Le chien et le léopard

En Inde, depuis 2014 et l’avènement du premier ministre Narendra Modi, les libertés garanties par la Constitution indienne sont mises à mal en raison de l’application progressive de l’Hindutva. Cette idéologie du parti le BJP qui a porté au pouvoir Modi, fusionne les identités indienne et hindoue pour créer un État ethno-religieux et écarter activement les valeurs séculaires de l’Inde qui sont inscrites dans sa constitution. Si ce programme politique a eu pour effet de donner à l’Inde une économie florissante et lui assurer le statut d’un pays stable et d’un partenaire international fiable, ou qui compte, pour une grande majorité des indiens, notamment ceux des minorités ethniques et religieuses, il a eu pour principal effet de faire chuter l’indice de bonheur [1] global du pays. De 4,565 points en 2015 il est tombé à 3,573 en 2020. Pour se faire une idée du niveau atteint, l’indice de la Syrie en guerre était de 3,462 en 2019. L’Inde est aujourd’hui avec l’Afghanistan, la Syrie, le Yémen, la Birmanie au plus bas de l’échelle de cet indice en Asie. Les observateurs de la société indiennes, les médias (étrangers), les institutions internationales, les ONG, les organisations religieuses, témoignent unanimement d’une perte continue des libertés des Indiens, au point qu’elles touchent la liberté de parole, d’expression, de religion et de croyance (lois anti-conversion), d’alimentation, de pensée et d’action. Enfin, il faut se rappeler que Narendra Modi a commencé son engagement au Rashtriya Swayamsevak Sangh (RSS), un groupe paramilitaire nationaliste. Lors de l’état d’urgence imposé dans le pays en 1975, il a été contraint de se cacher,. Puis, le RSS l’a affecté au Bharatiya Janata Party (BJP) en 1985. Il en devient secrétaire général en 2001.

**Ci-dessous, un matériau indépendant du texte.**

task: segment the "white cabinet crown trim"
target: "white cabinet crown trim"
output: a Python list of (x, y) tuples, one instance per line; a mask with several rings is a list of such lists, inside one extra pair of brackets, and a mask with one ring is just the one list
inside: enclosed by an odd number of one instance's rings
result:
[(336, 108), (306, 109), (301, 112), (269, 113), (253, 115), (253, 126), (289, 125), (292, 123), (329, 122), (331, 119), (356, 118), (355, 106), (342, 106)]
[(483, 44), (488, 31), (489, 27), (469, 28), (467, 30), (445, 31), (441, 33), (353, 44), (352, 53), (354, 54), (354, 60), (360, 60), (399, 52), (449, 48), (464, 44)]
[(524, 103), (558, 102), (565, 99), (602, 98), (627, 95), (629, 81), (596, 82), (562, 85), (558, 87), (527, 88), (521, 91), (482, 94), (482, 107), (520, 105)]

« Toute ressemblance avec des personnes ou des situations existantes ou ayant existé ne saurait être que fortuite ». Cette célèbre formule, mère de tous les avertissements fictionnels, sonne comme un avertissement concernant l’Inde. Car elle résonne déjà des bruits de la guerre sur notre continent L’histoire actuelle de l’Europe, du monde « occidental », comme le nomme le président Poutine arrivé au pouvoir en 2000, a basculé en 2014 avec l’invasion de la Crimée et le début de la guerre au Donbas. Elle aussi s’est forgée une idéologie ethno-religieuse, l’hérésie du concept idéo-théologique de « Monde russe » auquel se réfèrent Poutine et le patriarcat de Moscou pour justifier l’invasion et la guerre en Ukraine. Ici, l’avènement d’un monde pan-slave et orthodoxe, là bas, la fusion des identités indienne et hindoue projetée par Modi qui n’a d’ailleurs pas abandonné l’idée d’une reconquête du Cachemire et du Pakistan. Deux mondes brutaux et dangereux qui par essence, nient la Liberté, la liberté d’autrui, les libertés. Deux mondes d’idées qu’il faut juguler.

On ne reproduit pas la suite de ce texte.